I won’t be collecting water in the rain guage from his irrigation line this year. It would take a pretty good wind to carry it in now, and if it does, it probably deserves to be there. I am almost out of good places to put the weather station without putting it across the street.

The weather station appears in good working order, and operating correctly. I think it would be a good idea to order a replacement battery now so is here at the ready when the one in the station fails and needs replacing. I expect to be able to tell when it has based on weather not reporting in the nights from the station to the reciever inside the house. I don’t want to miss records, so that is the rationale behind this.

I have set up categories on the blog in order to be able to find weather station maintenance records herein.

Welcome Back!

After a little thought and some consideration on how the site had been going before changing hosts, and before I personally reached a lifetime milestone specific to those people who live half a century, I decided to archive the site, and start all over again. Mostly this is because of how the site integrates with the host we chose, and how much more easily WordPress works now than it did on the old host, and certainly much easier than it did when I first started using it all those years ago, and had to install and configure it for myself using an ftp client on the back end of the host. It all seems especially funny when I consider that a WhoIs search of both the new and old hosts provided the same corporate address.

I want to arrange the site differently than before. I hope to keep the blog posts as a journal of the farm, but I also hope to keep useful information in static pages on the site. Such useful information was ending up in the blog before and was not useful there, at all.

Our little farmhouse is part of our homestead, a seven-ish acre plot in extreme southeast Idaho, in the Rocky Mountains, where the winters are often harsh, and the summers are short. We are small, and our farm is intended to help support a craft business run as a side hustle by my wife, hereafter known as Mrs. Bacon. We are in a home that has hosted families for more than a century now; originally part of the Cassandra Whittle Homestead, and built here by her son, William Whittle. The home is storied, and so are the families that have lived here. For some time, we are now a part of each other, the home and our family.

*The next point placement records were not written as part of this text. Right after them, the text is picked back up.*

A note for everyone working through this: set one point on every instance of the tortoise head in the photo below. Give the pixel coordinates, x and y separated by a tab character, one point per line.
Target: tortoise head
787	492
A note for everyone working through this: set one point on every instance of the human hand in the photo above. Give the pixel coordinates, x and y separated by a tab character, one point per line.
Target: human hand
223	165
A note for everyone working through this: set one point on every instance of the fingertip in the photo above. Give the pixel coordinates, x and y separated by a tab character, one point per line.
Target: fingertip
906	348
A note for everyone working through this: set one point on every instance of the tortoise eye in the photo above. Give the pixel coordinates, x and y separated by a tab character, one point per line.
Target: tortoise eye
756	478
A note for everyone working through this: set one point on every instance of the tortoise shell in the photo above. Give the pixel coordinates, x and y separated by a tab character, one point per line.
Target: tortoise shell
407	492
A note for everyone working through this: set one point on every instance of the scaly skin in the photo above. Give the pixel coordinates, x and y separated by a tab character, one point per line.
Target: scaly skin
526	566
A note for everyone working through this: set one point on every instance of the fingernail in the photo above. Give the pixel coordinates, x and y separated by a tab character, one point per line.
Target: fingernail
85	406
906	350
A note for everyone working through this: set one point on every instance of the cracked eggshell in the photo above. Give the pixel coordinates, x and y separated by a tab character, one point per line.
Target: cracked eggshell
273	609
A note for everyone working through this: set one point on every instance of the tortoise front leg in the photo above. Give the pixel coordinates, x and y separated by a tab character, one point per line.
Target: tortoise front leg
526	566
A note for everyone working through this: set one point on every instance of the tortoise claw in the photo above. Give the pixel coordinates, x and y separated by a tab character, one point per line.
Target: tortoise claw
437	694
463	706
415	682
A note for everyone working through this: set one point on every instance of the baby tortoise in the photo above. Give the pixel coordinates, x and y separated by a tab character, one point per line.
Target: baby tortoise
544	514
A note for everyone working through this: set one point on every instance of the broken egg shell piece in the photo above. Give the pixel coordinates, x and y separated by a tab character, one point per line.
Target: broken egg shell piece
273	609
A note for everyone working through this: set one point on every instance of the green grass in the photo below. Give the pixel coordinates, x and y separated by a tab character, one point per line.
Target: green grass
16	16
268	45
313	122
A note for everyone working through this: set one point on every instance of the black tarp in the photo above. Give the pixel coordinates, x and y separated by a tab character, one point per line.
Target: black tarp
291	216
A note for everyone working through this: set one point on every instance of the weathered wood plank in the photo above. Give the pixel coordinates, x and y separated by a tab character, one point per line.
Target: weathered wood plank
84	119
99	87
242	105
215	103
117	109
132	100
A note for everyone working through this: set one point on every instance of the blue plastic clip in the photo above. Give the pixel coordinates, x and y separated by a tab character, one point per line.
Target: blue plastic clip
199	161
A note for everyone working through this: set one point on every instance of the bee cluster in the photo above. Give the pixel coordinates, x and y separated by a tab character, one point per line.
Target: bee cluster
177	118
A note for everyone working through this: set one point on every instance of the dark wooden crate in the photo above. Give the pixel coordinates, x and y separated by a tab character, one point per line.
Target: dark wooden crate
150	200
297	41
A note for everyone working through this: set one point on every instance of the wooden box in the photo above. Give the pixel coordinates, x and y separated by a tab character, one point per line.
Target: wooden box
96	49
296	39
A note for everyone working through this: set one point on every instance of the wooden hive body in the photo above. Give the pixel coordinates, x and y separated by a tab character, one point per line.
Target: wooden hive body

Our family formed in 2002, when Mrs. and I married and lived in the UK for eight years, where she is from. We came here to America in 2010 to help my grandmother with caring for her ailing husband, and we ended up with the house as a part of that. Both grandma and grandpa have passed on now, and we are forging ahead with our little farm. As of this writing, our family at home consists of me, Kelsey Bacon, my wife, Katrina, and our two daughters. We have older sons who are grown and moved out now, but who show up here from time to time.

We are happy to have you along on this journey with us, as we experience life in our chosen manner; more on that soon!